U.S. spot Bitcoin exchange-traded funds (ETFs) recorded $866 million in net outflows, their second-worst day on record following the $1.14 billion drained on Feb. 25, 2025, data from Farside Investors shows.
It also marked the second straight day of ETF outflows, underscoring muted investor sentiment despite the government reopening.
The heavy withdrawals came just one day after President Donald Trump signed a stopgap funding bill on Wednesday, extending federal funding through Jan. 30, 2026.

The sharp drop-off in ETF demand is raising alarms among crypto investors, especially since these funds—alongside Michael Saylor’s aggressive accumulation strategy—were major catalysts behind Bitcoin’s surge in 2025.
Still, analysts say the broader bull market structure remains intact. According to Ki Young Ju, founder and CEO of CryptoQuant, Bitcoin would need to fall below $94,000—the average cost basis of investors who accumulated BTC over the past six to 12 months—for a true trend reversal to be confirmed.
“I don’t think the bear cycle is confirmed unless we lose that level. I’d rather wait than jump to conclusions,” Ju wrote in an X post on Friday.

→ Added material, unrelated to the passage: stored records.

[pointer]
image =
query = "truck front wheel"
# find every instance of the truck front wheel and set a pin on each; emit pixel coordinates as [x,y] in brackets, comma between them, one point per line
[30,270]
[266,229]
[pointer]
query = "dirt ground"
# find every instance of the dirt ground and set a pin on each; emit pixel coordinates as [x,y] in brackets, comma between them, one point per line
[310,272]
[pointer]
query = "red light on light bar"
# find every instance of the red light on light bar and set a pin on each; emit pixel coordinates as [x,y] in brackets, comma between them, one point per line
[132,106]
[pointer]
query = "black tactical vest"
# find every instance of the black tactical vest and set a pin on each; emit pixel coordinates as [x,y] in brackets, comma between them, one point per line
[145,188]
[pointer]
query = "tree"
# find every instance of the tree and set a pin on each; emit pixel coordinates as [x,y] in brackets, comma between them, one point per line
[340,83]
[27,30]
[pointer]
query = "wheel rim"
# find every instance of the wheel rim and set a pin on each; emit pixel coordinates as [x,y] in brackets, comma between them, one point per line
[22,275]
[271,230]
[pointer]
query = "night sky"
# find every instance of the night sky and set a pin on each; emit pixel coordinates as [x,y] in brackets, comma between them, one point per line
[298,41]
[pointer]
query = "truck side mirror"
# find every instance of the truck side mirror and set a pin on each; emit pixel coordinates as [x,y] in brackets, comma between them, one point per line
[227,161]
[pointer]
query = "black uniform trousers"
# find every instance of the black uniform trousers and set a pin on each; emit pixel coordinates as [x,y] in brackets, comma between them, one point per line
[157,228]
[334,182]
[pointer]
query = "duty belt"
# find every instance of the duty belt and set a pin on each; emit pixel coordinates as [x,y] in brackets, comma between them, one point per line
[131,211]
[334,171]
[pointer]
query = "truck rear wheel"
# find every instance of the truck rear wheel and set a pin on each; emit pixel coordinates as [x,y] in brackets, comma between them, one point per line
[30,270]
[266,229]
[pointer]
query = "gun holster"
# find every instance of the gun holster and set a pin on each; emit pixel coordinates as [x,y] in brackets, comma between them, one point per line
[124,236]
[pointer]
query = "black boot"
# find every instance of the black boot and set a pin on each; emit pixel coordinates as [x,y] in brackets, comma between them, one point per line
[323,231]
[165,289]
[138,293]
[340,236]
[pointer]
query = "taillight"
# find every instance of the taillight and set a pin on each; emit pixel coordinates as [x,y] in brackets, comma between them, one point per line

Some analysts say the traditional four-year Bitcoin cycle no longer applies in today’s market, pointing to the impact of spot ETFs and shifting U.S. policy.
“With the arrival of Bitcoin ETFs and a new administration, we’ve moved into an entirely new market structure,” Bitwise CEO Hunter Horsley said in an X post on Thursday.
“I think there’s a pretty good chance that we’ve been in a bear market for almost 6 months now and are almost through it.”
“The setup for crypto right now has never been stronger,” Horsley added.
XRP ETF Tops All 2025 Launches, Showing Strong Altcoin Demand
Even with broader concerns about the market cycle, new altcoin-focused ETFs suggest investor appetite for crypto remains solid.
Canary Capital’s XRP (XRPC) ETF—the first U.S. spot ETF to hold XRP directly—debuted on Thursday, according to Cointelegraph. Its launch outperformed every other crypto and traditional ETF rolled out in 2025, signaling rising demand for regulated altcoin investment products.

“Congrats to $XRPC for $58 million in day-one volume—the highest of any ETF launched this year (out of 900)—just barely edging out $BSOL’s $57 million,” Bloomberg ETF analyst Eric Balchunas wrote in an X post on Thursday.
“The two of them are in a league of their own, with third place more than $20 million behind,” he added.
Elsewhere in the crypto ETF market, Ether funds saw $259 million in outflows on Thursday, while Solana ETFs attracted $1.5 million in new inflows, extending their winning streak to 13 consecutive days, according to Farside Investors.